The codes specifically requested by the NWS:
Extreme Wind Warning (EWW)
To provide advance notice of the onset of extreme sustained surface winds (greater than or equal to 115 miles per hour) associated with a major land-falling hurricane (category 3 or higher). The NWS explains that using the Tornado Warning (TOR) event code caused confusion when used to warn of Hurricane Charley’s high winds in 2004. The NWS started using the EWW code during the 2007 hurricane season.
Storm Surge Watch (SSA) and Storm Surge Warning (SSW)
The NWS says the Storm Surge Watch/Warning will be issued when there is a significant risk of life-threatening inundation from rising water moving inland from the ocean. In the event of a storm surge, a watch (SSA) would be issued 48 hours in advance of the event taking place and a warning (SSW) would be issued 36 hours in advance of the event, and will help to mitigate damage from storm surge, the leading cause of death in tropical cyclones. The NWS currently does not issue explicit storm surge warnings, although the National Hurricane Center (NHC) has advocated for a storm surge watch and storm surge warning for a number of years. The NWS explains that the current hurricane watch/warning does not provide clear or sufficient information to allow citizens to determine if they are threatened by wind or storm surge or both.

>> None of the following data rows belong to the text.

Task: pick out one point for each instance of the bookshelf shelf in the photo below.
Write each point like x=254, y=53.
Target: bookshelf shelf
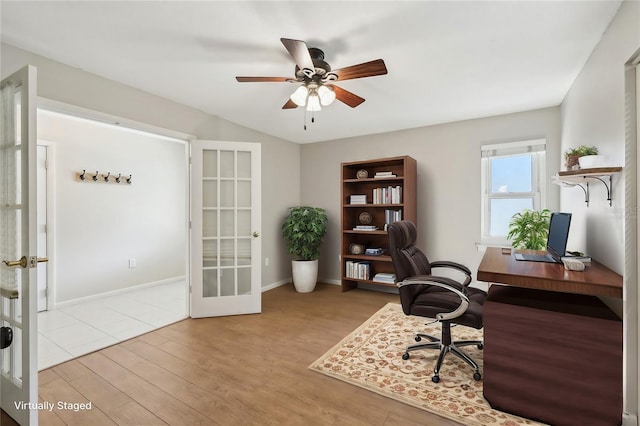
x=395, y=198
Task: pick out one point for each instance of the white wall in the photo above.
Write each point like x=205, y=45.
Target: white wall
x=280, y=158
x=448, y=158
x=101, y=226
x=593, y=113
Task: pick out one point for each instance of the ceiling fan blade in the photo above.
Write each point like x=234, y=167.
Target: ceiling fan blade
x=300, y=53
x=367, y=69
x=346, y=97
x=289, y=105
x=262, y=79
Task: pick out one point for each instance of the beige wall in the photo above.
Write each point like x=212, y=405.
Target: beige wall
x=448, y=158
x=280, y=159
x=593, y=113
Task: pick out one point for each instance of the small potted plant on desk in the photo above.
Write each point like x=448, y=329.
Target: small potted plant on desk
x=529, y=228
x=303, y=230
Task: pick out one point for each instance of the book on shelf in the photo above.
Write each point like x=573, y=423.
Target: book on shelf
x=358, y=199
x=365, y=228
x=381, y=277
x=384, y=175
x=377, y=251
x=391, y=216
x=358, y=270
x=387, y=195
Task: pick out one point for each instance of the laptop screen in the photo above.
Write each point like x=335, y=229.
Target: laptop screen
x=558, y=234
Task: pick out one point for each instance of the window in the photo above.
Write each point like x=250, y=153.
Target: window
x=512, y=180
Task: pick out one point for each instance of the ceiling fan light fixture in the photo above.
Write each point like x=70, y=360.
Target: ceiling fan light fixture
x=299, y=97
x=313, y=102
x=327, y=95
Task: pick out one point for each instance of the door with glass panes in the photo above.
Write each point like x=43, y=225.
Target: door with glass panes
x=225, y=228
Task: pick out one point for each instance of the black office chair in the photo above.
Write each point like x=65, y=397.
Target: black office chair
x=444, y=299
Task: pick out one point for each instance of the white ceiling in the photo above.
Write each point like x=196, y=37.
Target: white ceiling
x=447, y=60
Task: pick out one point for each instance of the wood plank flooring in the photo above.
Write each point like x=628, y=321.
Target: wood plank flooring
x=239, y=370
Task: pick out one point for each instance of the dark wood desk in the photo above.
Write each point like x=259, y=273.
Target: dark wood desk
x=552, y=349
x=595, y=280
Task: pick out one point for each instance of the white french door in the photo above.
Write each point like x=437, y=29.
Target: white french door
x=18, y=245
x=225, y=228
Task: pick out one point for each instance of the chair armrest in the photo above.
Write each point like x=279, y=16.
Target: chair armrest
x=445, y=283
x=454, y=265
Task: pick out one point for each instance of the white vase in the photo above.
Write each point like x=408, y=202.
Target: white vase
x=305, y=275
x=591, y=161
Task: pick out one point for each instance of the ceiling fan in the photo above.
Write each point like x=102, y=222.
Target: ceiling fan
x=316, y=77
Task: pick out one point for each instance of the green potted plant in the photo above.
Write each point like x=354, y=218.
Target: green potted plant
x=572, y=155
x=529, y=228
x=303, y=230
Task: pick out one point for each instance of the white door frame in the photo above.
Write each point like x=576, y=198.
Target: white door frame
x=50, y=222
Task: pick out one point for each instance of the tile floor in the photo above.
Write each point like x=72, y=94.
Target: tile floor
x=81, y=328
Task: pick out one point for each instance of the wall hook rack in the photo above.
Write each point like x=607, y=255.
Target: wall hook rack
x=105, y=177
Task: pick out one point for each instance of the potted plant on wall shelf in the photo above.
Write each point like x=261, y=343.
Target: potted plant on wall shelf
x=573, y=157
x=529, y=228
x=303, y=230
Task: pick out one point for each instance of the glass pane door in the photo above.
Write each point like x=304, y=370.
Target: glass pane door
x=225, y=228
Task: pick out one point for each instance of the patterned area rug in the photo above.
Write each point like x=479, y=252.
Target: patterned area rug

The FCC seeks comments on adding these codes.
The NWS also requests that the Commission revise the areas defined in the geographic location codes identified in section 11.31(f) of the EAS rules as location codes 75 and 77, which cover offshore marine areas. These location codes, and their defined areas, like all the offshore (marine areas) location codes contained in the EAS Protocol, were originally adopted in 2002. Currently, the marine area defined for location code 75 covers “Western North Atlantic Ocean, and along U.S. East Coast, south of Currituck Beach Light, N.C., following the coastline into Gulf of Mexico to Bonita Beach, FL, including the Caribbean,” while location code 77 covers “Gulf of Mexico, and along the U.S. Gulf Coast from the Mexican border to Bonita Beach, FL.” The NWS indicates that it has changed the end point it uses for generating weather alerts for both of these areas from Bonita Beach, FL, to Ocean Reef, FL, and, accordingly, requests that the area covered by location code 75 be changed to “Western North Atlantic Ocean, and along U.S. East Coast, south of Currituck Beach Light, NC, following the coastline to Ocean Reef, FL, including the Caribbean,” and that the area covered by location code 77 be changed to “Gulf of Mexico, and along the U.S. Gulf Coast from the Mexican border to Ocean Reef, FL.”
The FCC also proposes revising footnote 1 of section 11.31 to delete the reference to a past deadline and to clarify that the numbers assigned to the offshore marine areas listed in the table of geographic areas in section 11.31(f), while consistent with the format of the state and territory location codes derived from the ANSI standard, are not a product of that standard, but rather were assigned by the NWS.